Limitations and Future Perspectives
The study provides a very detailed data on pharmacological development, however, some limitations should be discussed. Two cancer cell lines (THP-1 and SH-SY5Y) were used in the in vitro cytotoxicity assay. To illustrate selectivity and reduce off-target damage, more pediatric cancer models (Ewing sarcoma, rhabdomyosarcoma) and normal cell lines should be used in the future research. Second, synthetic intestinal fluid (pH 6.8) was used in the in vitro dissolution studies, which might not be a complete representation of the complex physicochemical conditions of the juvenile gastrointestinal tract. This was an in vitro similar dose potency study on adult.

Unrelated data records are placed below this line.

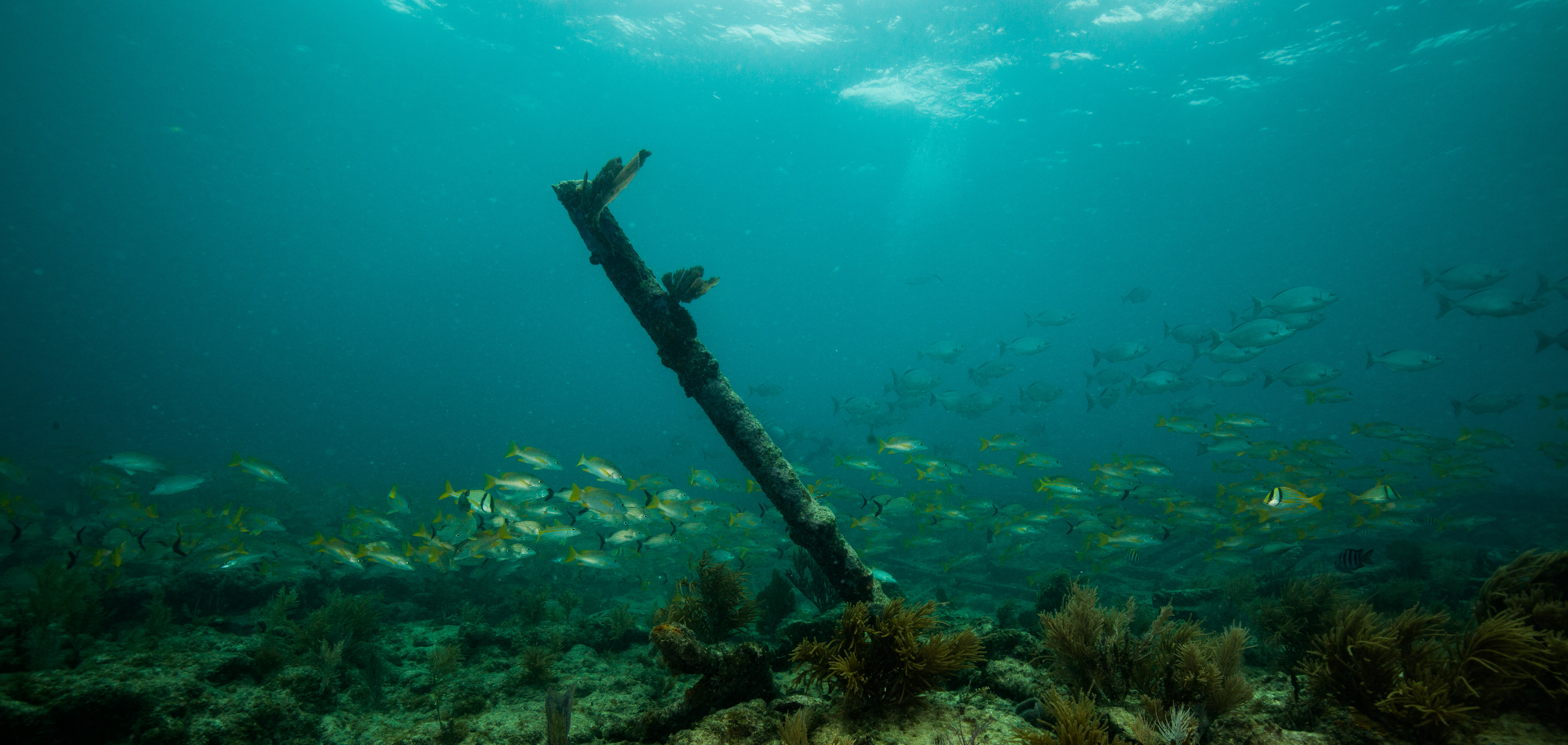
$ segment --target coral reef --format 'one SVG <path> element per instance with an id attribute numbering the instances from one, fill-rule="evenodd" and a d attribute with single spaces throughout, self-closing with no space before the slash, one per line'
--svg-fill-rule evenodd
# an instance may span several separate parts
<path id="1" fill-rule="evenodd" d="M 864 604 L 851 604 L 828 641 L 809 638 L 790 654 L 798 679 L 826 684 L 850 709 L 886 707 L 936 690 L 950 674 L 983 659 L 980 637 L 972 631 L 933 634 L 935 602 L 906 609 L 889 602 L 872 616 Z"/>
<path id="2" fill-rule="evenodd" d="M 655 626 L 649 640 L 663 656 L 671 674 L 701 674 L 702 678 L 681 696 L 663 707 L 641 712 L 638 717 L 608 729 L 612 737 L 633 740 L 663 739 L 671 732 L 687 729 L 702 717 L 754 698 L 776 698 L 768 656 L 756 643 L 710 648 L 691 629 L 677 623 Z"/>
<path id="3" fill-rule="evenodd" d="M 1058 681 L 1107 701 L 1137 689 L 1151 720 L 1168 723 L 1168 712 L 1182 709 L 1200 734 L 1251 700 L 1253 687 L 1242 671 L 1251 635 L 1240 626 L 1209 634 L 1198 623 L 1171 620 L 1171 607 L 1165 605 L 1140 635 L 1132 632 L 1132 598 L 1124 609 L 1105 609 L 1098 601 L 1096 590 L 1073 585 L 1062 610 L 1040 615 Z"/>
<path id="4" fill-rule="evenodd" d="M 1474 615 L 1485 621 L 1502 613 L 1546 632 L 1568 634 L 1568 551 L 1526 551 L 1493 572 L 1475 598 Z"/>
<path id="5" fill-rule="evenodd" d="M 676 593 L 659 618 L 685 626 L 712 645 L 746 627 L 759 613 L 760 607 L 746 588 L 746 574 L 704 551 L 696 563 L 696 580 L 677 580 Z"/>
<path id="6" fill-rule="evenodd" d="M 1258 626 L 1269 634 L 1267 645 L 1279 667 L 1290 676 L 1290 687 L 1300 696 L 1297 670 L 1312 640 L 1334 623 L 1334 610 L 1348 599 L 1333 574 L 1290 579 L 1276 598 L 1258 604 Z"/>
<path id="7" fill-rule="evenodd" d="M 1105 715 L 1094 709 L 1094 696 L 1088 693 L 1063 698 L 1054 689 L 1047 689 L 1041 703 L 1044 717 L 1040 723 L 1049 726 L 1051 731 L 1019 728 L 1014 731 L 1018 742 L 1024 745 L 1132 745 L 1109 732 Z"/>
<path id="8" fill-rule="evenodd" d="M 1449 742 L 1526 685 L 1565 689 L 1552 635 L 1510 612 L 1446 634 L 1447 613 L 1419 607 L 1386 620 L 1366 604 L 1342 609 L 1303 663 L 1309 690 L 1417 742 Z"/>

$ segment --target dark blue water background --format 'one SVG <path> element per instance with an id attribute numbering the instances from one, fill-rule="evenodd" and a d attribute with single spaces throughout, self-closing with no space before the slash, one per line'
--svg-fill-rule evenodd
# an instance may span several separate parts
<path id="1" fill-rule="evenodd" d="M 1534 449 L 1568 433 L 1535 397 L 1568 391 L 1568 351 L 1534 329 L 1568 300 L 1435 320 L 1419 270 L 1568 274 L 1568 5 L 1294 5 L 0 3 L 0 453 L 60 499 L 116 450 L 182 472 L 240 450 L 303 502 L 477 485 L 511 439 L 743 477 L 547 188 L 648 147 L 612 210 L 655 271 L 723 278 L 691 309 L 737 387 L 787 387 L 754 400 L 770 423 L 862 445 L 829 397 L 944 337 L 969 351 L 920 365 L 975 391 L 964 367 L 1029 333 L 1054 348 L 988 391 L 1052 381 L 1052 409 L 902 430 L 972 461 L 1044 422 L 1066 474 L 1143 452 L 1207 496 L 1229 477 L 1154 428 L 1207 392 L 1085 412 L 1090 348 L 1187 359 L 1162 322 L 1225 329 L 1309 284 L 1342 296 L 1330 320 L 1254 365 L 1339 365 L 1356 402 L 1254 383 L 1220 411 L 1361 461 L 1389 444 L 1352 420 L 1501 430 L 1497 491 L 1552 508 L 1565 472 Z M 872 80 L 920 104 L 845 94 Z M 1123 304 L 1135 285 L 1152 300 Z M 1079 320 L 1025 331 L 1046 307 Z M 1447 362 L 1366 370 L 1369 347 Z M 1488 389 L 1529 400 L 1452 417 Z"/>

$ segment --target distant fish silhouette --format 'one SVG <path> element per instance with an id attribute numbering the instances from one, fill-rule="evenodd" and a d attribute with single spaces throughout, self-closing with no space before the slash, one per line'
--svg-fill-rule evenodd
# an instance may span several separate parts
<path id="1" fill-rule="evenodd" d="M 1341 551 L 1339 555 L 1334 557 L 1334 569 L 1339 569 L 1342 572 L 1353 572 L 1353 571 L 1356 571 L 1356 569 L 1359 569 L 1363 566 L 1367 566 L 1367 565 L 1372 563 L 1372 551 L 1377 551 L 1377 549 L 1366 549 L 1366 551 L 1363 551 L 1363 549 L 1345 549 L 1345 551 Z"/>

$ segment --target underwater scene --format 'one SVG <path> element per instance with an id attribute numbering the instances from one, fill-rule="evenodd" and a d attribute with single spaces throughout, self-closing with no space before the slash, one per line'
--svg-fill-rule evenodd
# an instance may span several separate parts
<path id="1" fill-rule="evenodd" d="M 6 743 L 1568 743 L 1565 0 L 0 19 Z"/>

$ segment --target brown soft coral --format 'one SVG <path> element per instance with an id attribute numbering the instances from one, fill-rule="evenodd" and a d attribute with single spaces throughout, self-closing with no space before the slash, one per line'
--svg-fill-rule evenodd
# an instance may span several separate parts
<path id="1" fill-rule="evenodd" d="M 933 634 L 935 610 L 935 602 L 906 609 L 898 599 L 873 618 L 866 604 L 850 604 L 833 638 L 808 638 L 790 659 L 804 668 L 800 679 L 826 684 L 851 709 L 902 704 L 985 659 L 969 629 Z"/>

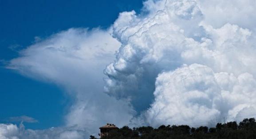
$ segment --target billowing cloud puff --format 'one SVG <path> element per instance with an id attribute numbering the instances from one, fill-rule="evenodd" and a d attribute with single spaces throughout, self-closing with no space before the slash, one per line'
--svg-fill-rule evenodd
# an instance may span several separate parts
<path id="1" fill-rule="evenodd" d="M 255 3 L 148 0 L 141 14 L 120 13 L 107 31 L 54 34 L 21 51 L 8 67 L 64 88 L 75 100 L 66 125 L 90 134 L 106 122 L 239 120 L 256 114 Z M 81 137 L 65 129 L 59 138 Z"/>
<path id="2" fill-rule="evenodd" d="M 74 98 L 64 116 L 66 126 L 94 135 L 107 123 L 122 126 L 133 117 L 130 102 L 103 93 L 103 69 L 120 45 L 110 30 L 71 29 L 54 34 L 21 51 L 8 68 L 55 83 Z"/>
<path id="3" fill-rule="evenodd" d="M 122 46 L 105 70 L 105 91 L 130 99 L 141 113 L 135 123 L 210 125 L 256 113 L 253 28 L 235 19 L 209 22 L 204 4 L 149 0 L 146 15 L 123 12 L 114 23 L 113 34 Z"/>
<path id="4" fill-rule="evenodd" d="M 238 77 L 215 73 L 198 64 L 163 72 L 157 79 L 146 121 L 155 126 L 165 122 L 215 125 L 220 117 L 252 115 L 256 109 L 256 81 L 248 73 Z"/>

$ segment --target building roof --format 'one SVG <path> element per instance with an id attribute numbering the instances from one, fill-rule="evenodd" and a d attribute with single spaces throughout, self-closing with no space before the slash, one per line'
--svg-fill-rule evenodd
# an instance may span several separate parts
<path id="1" fill-rule="evenodd" d="M 106 124 L 106 125 L 99 128 L 99 129 L 101 128 L 118 128 L 115 126 L 115 125 L 111 124 Z"/>

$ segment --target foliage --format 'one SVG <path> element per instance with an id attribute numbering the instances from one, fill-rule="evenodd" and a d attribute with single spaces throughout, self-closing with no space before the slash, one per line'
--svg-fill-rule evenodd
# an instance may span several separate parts
<path id="1" fill-rule="evenodd" d="M 91 139 L 95 139 L 91 137 Z M 254 118 L 244 119 L 238 125 L 236 121 L 218 123 L 215 127 L 190 128 L 186 125 L 165 126 L 157 128 L 128 126 L 110 131 L 102 139 L 256 139 L 256 122 Z"/>

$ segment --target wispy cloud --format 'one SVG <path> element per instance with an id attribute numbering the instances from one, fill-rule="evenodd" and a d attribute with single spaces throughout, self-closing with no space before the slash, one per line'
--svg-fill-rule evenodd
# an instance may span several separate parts
<path id="1" fill-rule="evenodd" d="M 25 115 L 23 115 L 20 116 L 10 117 L 5 120 L 6 121 L 9 122 L 20 122 L 35 123 L 38 123 L 38 120 L 35 118 L 29 117 Z"/>

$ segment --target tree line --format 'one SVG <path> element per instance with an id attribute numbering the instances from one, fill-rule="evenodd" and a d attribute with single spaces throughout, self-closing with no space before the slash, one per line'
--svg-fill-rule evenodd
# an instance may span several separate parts
<path id="1" fill-rule="evenodd" d="M 91 135 L 90 139 L 96 138 Z M 186 125 L 162 125 L 157 128 L 143 126 L 131 129 L 124 126 L 111 131 L 107 136 L 101 139 L 256 139 L 256 122 L 254 118 L 246 118 L 239 124 L 236 121 L 218 123 L 215 127 L 210 128 L 190 128 Z"/>

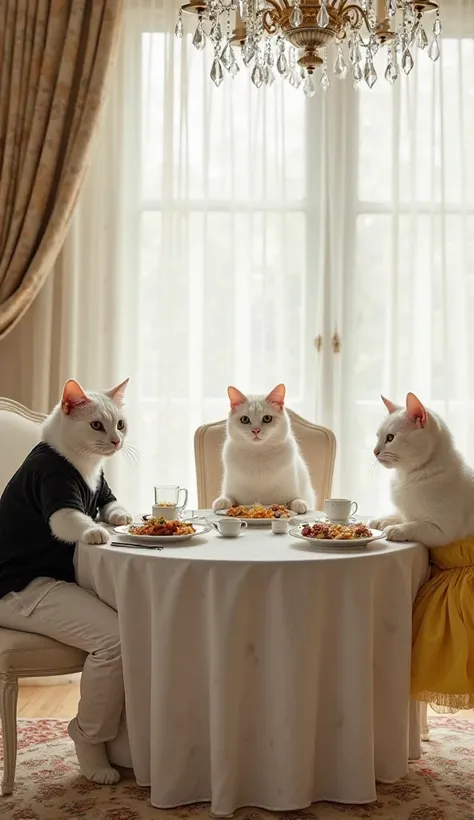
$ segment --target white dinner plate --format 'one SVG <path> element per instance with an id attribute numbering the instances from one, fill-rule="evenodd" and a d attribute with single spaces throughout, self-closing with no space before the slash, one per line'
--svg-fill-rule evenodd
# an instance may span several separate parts
<path id="1" fill-rule="evenodd" d="M 139 521 L 135 523 L 135 525 L 125 524 L 123 527 L 114 527 L 114 532 L 117 535 L 122 535 L 126 537 L 127 541 L 130 541 L 132 544 L 137 544 L 140 547 L 146 547 L 147 544 L 151 547 L 153 544 L 182 544 L 183 541 L 190 541 L 191 538 L 196 538 L 197 535 L 205 535 L 207 532 L 211 531 L 211 527 L 208 524 L 194 524 L 193 527 L 196 532 L 189 533 L 188 535 L 133 535 L 130 530 L 130 526 L 139 527 L 142 526 L 143 521 Z"/>
<path id="2" fill-rule="evenodd" d="M 335 538 L 311 538 L 309 535 L 303 535 L 301 532 L 300 527 L 293 527 L 290 530 L 290 535 L 293 538 L 300 538 L 302 541 L 307 541 L 308 544 L 311 546 L 316 547 L 317 549 L 324 549 L 324 550 L 359 550 L 362 547 L 366 547 L 368 544 L 371 544 L 372 541 L 380 541 L 381 538 L 385 538 L 385 533 L 381 532 L 380 530 L 370 530 L 372 535 L 367 538 L 357 538 L 353 541 L 346 541 L 343 539 L 335 539 Z"/>
<path id="3" fill-rule="evenodd" d="M 249 506 L 251 506 L 251 505 L 249 505 Z M 229 510 L 217 510 L 215 515 L 227 515 L 228 512 L 229 512 Z M 301 516 L 298 516 L 292 510 L 288 510 L 288 512 L 290 513 L 289 517 L 288 518 L 281 518 L 280 520 L 291 522 L 295 518 L 296 519 L 298 519 L 298 518 L 301 519 Z M 243 515 L 228 516 L 228 517 L 229 518 L 234 518 L 235 517 L 235 518 L 238 518 L 239 521 L 246 521 L 247 526 L 249 526 L 249 527 L 271 527 L 272 521 L 275 520 L 273 518 L 244 518 Z"/>

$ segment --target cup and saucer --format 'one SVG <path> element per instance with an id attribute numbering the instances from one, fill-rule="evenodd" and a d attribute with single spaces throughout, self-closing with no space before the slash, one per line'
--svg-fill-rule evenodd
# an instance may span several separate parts
<path id="1" fill-rule="evenodd" d="M 331 524 L 352 524 L 359 505 L 350 498 L 326 498 L 324 502 L 324 518 Z"/>
<path id="2" fill-rule="evenodd" d="M 220 518 L 219 521 L 208 520 L 222 538 L 237 538 L 247 528 L 247 522 L 240 518 Z"/>

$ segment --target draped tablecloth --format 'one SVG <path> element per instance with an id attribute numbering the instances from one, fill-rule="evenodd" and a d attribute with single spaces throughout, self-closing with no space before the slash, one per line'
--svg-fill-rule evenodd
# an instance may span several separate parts
<path id="1" fill-rule="evenodd" d="M 162 552 L 81 545 L 76 566 L 119 614 L 131 760 L 154 806 L 371 802 L 419 757 L 421 545 L 315 552 L 248 528 Z"/>

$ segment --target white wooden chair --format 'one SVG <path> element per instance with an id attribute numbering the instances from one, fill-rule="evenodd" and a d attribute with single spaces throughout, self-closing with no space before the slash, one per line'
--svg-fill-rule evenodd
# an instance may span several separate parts
<path id="1" fill-rule="evenodd" d="M 293 432 L 308 465 L 311 481 L 319 504 L 331 494 L 336 437 L 326 427 L 306 421 L 292 410 L 288 411 Z M 225 421 L 203 424 L 194 435 L 194 455 L 198 504 L 209 509 L 220 495 L 222 484 L 222 447 L 225 439 Z M 256 499 L 257 500 L 257 499 Z"/>
<path id="2" fill-rule="evenodd" d="M 38 443 L 44 419 L 17 402 L 0 398 L 0 494 Z M 34 537 L 34 533 L 32 534 Z M 41 635 L 0 628 L 0 713 L 3 735 L 2 794 L 11 794 L 17 753 L 19 678 L 80 672 L 86 655 Z"/>

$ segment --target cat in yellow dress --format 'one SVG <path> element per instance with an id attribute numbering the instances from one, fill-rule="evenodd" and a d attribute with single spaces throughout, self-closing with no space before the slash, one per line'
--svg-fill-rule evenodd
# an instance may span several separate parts
<path id="1" fill-rule="evenodd" d="M 383 398 L 383 397 L 382 397 Z M 413 610 L 412 697 L 474 707 L 474 471 L 445 422 L 408 393 L 405 407 L 383 398 L 388 416 L 375 456 L 395 470 L 395 515 L 371 522 L 389 541 L 430 551 L 430 578 Z"/>

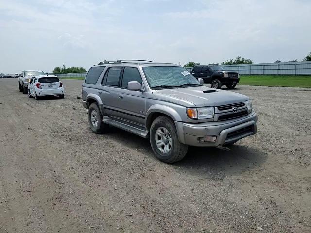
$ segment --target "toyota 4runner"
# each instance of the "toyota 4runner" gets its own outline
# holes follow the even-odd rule
[[[248,97],[203,83],[173,64],[101,62],[86,77],[82,103],[93,132],[111,125],[149,138],[158,159],[174,163],[188,145],[232,144],[256,133]]]

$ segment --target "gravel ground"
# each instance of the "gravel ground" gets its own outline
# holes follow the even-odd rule
[[[311,89],[239,86],[258,133],[169,165],[92,133],[82,81],[36,101],[0,79],[0,232],[310,232]]]

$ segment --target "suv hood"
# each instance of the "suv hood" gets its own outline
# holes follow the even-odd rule
[[[237,103],[249,100],[249,98],[232,91],[210,88],[206,86],[156,90],[161,95],[172,99],[179,99],[191,102],[196,107],[207,107]],[[186,106],[186,107],[190,107]]]

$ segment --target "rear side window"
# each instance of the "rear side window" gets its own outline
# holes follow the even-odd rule
[[[138,69],[132,67],[126,67],[123,72],[122,88],[127,88],[127,84],[130,81],[137,81],[141,84],[142,80]]]
[[[98,80],[98,78],[106,67],[92,67],[87,73],[86,77],[86,83],[96,84]]]
[[[202,66],[197,66],[194,68],[193,68],[193,70],[192,71],[193,72],[201,72],[201,70],[202,69]]]
[[[39,82],[43,83],[57,83],[57,82],[59,82],[59,79],[57,77],[46,77],[39,79]]]
[[[109,69],[106,85],[107,86],[118,86],[121,72],[121,67],[111,67]]]

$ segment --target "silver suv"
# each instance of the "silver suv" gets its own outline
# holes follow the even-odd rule
[[[174,163],[188,145],[232,144],[256,133],[248,97],[207,87],[203,81],[173,64],[101,62],[86,77],[82,103],[94,133],[111,125],[149,138],[158,159]]]

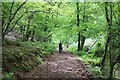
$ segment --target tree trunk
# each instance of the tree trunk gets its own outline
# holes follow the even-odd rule
[[[77,2],[77,27],[79,27],[79,2]],[[78,51],[80,51],[80,31],[78,32]]]
[[[106,41],[106,44],[105,44],[105,50],[104,50],[104,54],[103,54],[103,59],[101,61],[101,69],[103,69],[103,67],[105,65],[105,59],[106,59],[106,56],[107,56],[107,49],[108,49],[109,42],[110,42],[110,36],[107,37],[107,41]]]
[[[34,41],[34,35],[35,35],[35,31],[32,31],[32,37],[31,37],[31,41]]]
[[[82,40],[81,40],[81,49],[80,50],[83,50],[83,46],[84,46],[84,43],[85,43],[85,37],[84,36],[82,36],[82,38],[81,38]]]

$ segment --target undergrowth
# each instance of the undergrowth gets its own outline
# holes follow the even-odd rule
[[[6,41],[2,48],[3,79],[15,79],[18,72],[29,72],[42,64],[42,59],[53,54],[50,43]]]

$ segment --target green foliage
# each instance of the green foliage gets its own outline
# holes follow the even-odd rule
[[[9,46],[4,46],[2,51],[3,74],[5,75],[4,78],[12,77],[9,72],[29,72],[35,66],[41,64],[42,59],[52,54],[55,49],[55,47],[50,43],[19,43],[22,46],[12,45],[12,43],[10,44],[11,45]]]

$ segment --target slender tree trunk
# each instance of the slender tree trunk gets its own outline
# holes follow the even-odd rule
[[[35,31],[32,31],[32,37],[31,37],[31,41],[34,41],[34,35],[35,35]]]
[[[103,69],[103,67],[105,65],[105,59],[106,59],[106,56],[107,56],[107,49],[108,49],[109,42],[110,42],[110,36],[107,37],[107,41],[106,41],[106,44],[105,44],[105,50],[104,50],[104,54],[103,54],[103,59],[101,61],[101,69]]]
[[[9,31],[11,31],[11,29],[9,30],[9,26],[11,25],[11,22],[12,22],[13,19],[15,18],[17,12],[21,9],[21,7],[22,7],[26,2],[27,2],[27,0],[26,0],[25,2],[23,2],[23,3],[17,8],[17,10],[13,13],[13,15],[12,15],[12,8],[13,8],[13,5],[14,5],[14,2],[12,2],[11,8],[10,8],[10,14],[9,14],[8,21],[7,21],[6,23],[4,23],[4,25],[3,25],[4,28],[2,28],[2,34],[3,34],[2,40],[3,40],[3,41],[4,41],[4,38],[5,38],[5,35],[6,35]],[[18,21],[19,21],[19,19],[18,19]],[[16,23],[15,23],[15,24],[16,24]],[[14,28],[14,26],[13,26],[13,28]]]
[[[77,27],[79,27],[79,2],[77,2]],[[80,31],[78,32],[78,51],[80,51]]]
[[[85,15],[86,15],[86,13],[85,13],[85,2],[84,2],[83,23],[85,23],[85,21],[86,21]],[[86,25],[84,25],[84,26],[86,26]],[[85,28],[84,28],[84,31],[85,31]],[[84,43],[85,43],[85,36],[82,34],[82,36],[81,36],[81,46],[80,46],[81,51],[83,50]]]
[[[82,38],[81,38],[81,47],[80,47],[81,49],[80,50],[83,50],[84,43],[85,43],[85,37],[82,36]]]

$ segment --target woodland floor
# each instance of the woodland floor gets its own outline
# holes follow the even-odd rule
[[[54,52],[45,58],[43,64],[35,67],[31,72],[23,74],[21,78],[91,78],[93,77],[82,61],[70,52]],[[61,79],[62,80],[62,79]]]

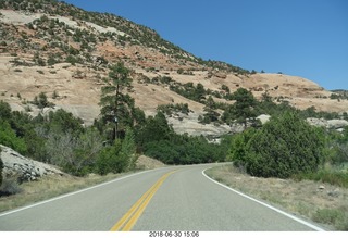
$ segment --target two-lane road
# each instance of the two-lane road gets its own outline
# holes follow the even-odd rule
[[[210,166],[141,172],[5,212],[0,230],[321,230],[213,183]]]

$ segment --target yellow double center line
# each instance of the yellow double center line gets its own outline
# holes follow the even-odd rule
[[[160,177],[160,179],[147,192],[145,192],[141,198],[129,209],[129,211],[124,214],[124,216],[111,228],[111,231],[129,231],[141,216],[146,206],[149,204],[150,200],[161,187],[163,181],[175,172],[176,171],[166,173]]]

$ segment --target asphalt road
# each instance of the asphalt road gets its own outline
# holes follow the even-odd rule
[[[210,180],[211,166],[141,172],[1,213],[0,230],[321,230]]]

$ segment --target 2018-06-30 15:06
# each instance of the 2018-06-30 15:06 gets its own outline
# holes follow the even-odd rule
[[[199,237],[199,231],[149,231],[149,237]]]

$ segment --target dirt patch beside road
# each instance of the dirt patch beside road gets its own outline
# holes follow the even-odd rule
[[[259,178],[233,165],[208,170],[213,179],[265,201],[283,211],[323,224],[330,230],[348,230],[348,189],[312,180]]]

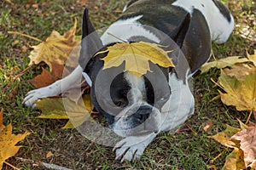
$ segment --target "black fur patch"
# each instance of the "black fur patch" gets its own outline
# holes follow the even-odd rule
[[[220,2],[212,0],[212,2],[215,3],[216,7],[219,9],[219,12],[227,19],[229,22],[231,21],[230,13],[229,9]]]

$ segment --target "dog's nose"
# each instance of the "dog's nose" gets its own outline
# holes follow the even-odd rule
[[[133,114],[133,116],[137,118],[140,122],[144,122],[152,112],[152,107],[148,105],[141,105],[139,109]]]

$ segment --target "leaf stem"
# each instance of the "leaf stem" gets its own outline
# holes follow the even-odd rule
[[[113,35],[113,34],[112,34],[112,33],[110,33],[110,32],[107,32],[107,34],[109,35],[109,36],[112,36],[113,37],[114,37],[114,38],[116,38],[116,39],[118,39],[118,40],[120,40],[120,41],[123,42],[128,42],[127,41],[122,40],[121,38],[116,37],[115,35]]]
[[[44,41],[42,41],[42,40],[40,40],[40,39],[38,39],[37,37],[26,35],[26,34],[23,34],[23,33],[18,32],[18,31],[8,31],[8,33],[9,34],[16,34],[16,35],[23,36],[23,37],[28,37],[28,38],[32,39],[32,40],[36,40],[36,41],[40,42],[44,42]]]
[[[20,168],[15,167],[15,166],[13,166],[12,164],[10,164],[10,163],[9,163],[9,162],[4,162],[6,165],[8,165],[8,166],[13,167],[13,168],[15,169],[15,170],[20,170]]]

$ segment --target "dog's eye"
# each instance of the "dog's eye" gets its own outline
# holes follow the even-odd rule
[[[125,99],[121,99],[119,101],[114,102],[114,104],[116,105],[116,106],[125,107],[127,105],[127,102],[125,101]]]

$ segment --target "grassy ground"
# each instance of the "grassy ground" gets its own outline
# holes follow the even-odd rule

Pediatric dosing optimization should be done on an established allometric scaling approaches and pharmacokinetic/pharmacodynamic modeling in order to both ensure the dosage linearity and predictable exposure.The stability test was performed in a short period of six months; longer data which extends 12 to 24 months would be beneficial to the arguments of the commercial viability and shelf-life condition. Future studies would include: (1) pharmacokinetic studies in pediatric animal models to determine absorption, distribution, metabolism, and elimination patterns; (2) PK/PD modeling to determine dose-exposure-response relationships; (3) food-effect studies to examine the effect of fed/fasted states on bioavailability- especially in pediatric patients with an erratic meal pattern; (4) clinical trials in pediatric patients with acute leukemia and neuroblastoma to establish efficacy and safety; and (5) manufacturing scale-up and process.

CONCLUSION
In this extensive study, novel and systematically characterized a pediatric-focused formulation of docetaxel as nanocrystals loaded into orally disintegrable films (NC-ODFs) has been developed and systematized to overcome numerous traditional issues in pediatric cancer treatment with drugs. Strategic combination of nanocrystal technology and orodispersible film platforms led to a significant improvement in the pharmaceutical performance across all quality criteria including a significantly improved solubility due to nanocrystallization, a rapid dissolution rate (86.5% release in 30 minutes), a significantly enhanced cytotoxic activity (2.52.7-fold reduction in IC 50), a strong physicochemical stability meeting the ICH Q1A(R2) and excellent biocompatibility and safety of excipients. In addition to formulation performance, NC-ODF system is specifically designed to support major, unmet clinical requirements in the treatment of pediatric cancer, namely, providing a patient-friendly, water-free dosage form, which can potentially decrease the administered dose without negatively affecting the therapeutic action, expand medication adherence through a higher acceptability rate, and avoid the systemic toxicity due to the maximization of the drug bioavailability.  The exact use of a Quality by Design (QbD) framework and the massive physicochemical, mechanical, stability, dissolution and biological characterization provides a strong scientific and regulatory base in further translational development. In this paper, a revolutionary delivery system in pediatric oncology is introduced that will translate pharmacological finding into tangible therapeutic advantages to an extremely vulnerable group of patients. Data on the persuasive preclinical are sufficient to proceed to the pharmacokinetic studies in appropriate pediatric animal models and then carefully designed clinical trials in children with acute leukemia and neuroblastoma. Moreover, NC-ODF technology is an illustration of a versatile and scalable technology that has experienced widespread transference to other poorly water-soluble anticancer drugs, which provides significant promise of improving global outcome in pediatric cancers.

CONFLICT OF INTEREST
The authors declare that there is no conflict of interests regarding the publication of this manuscript.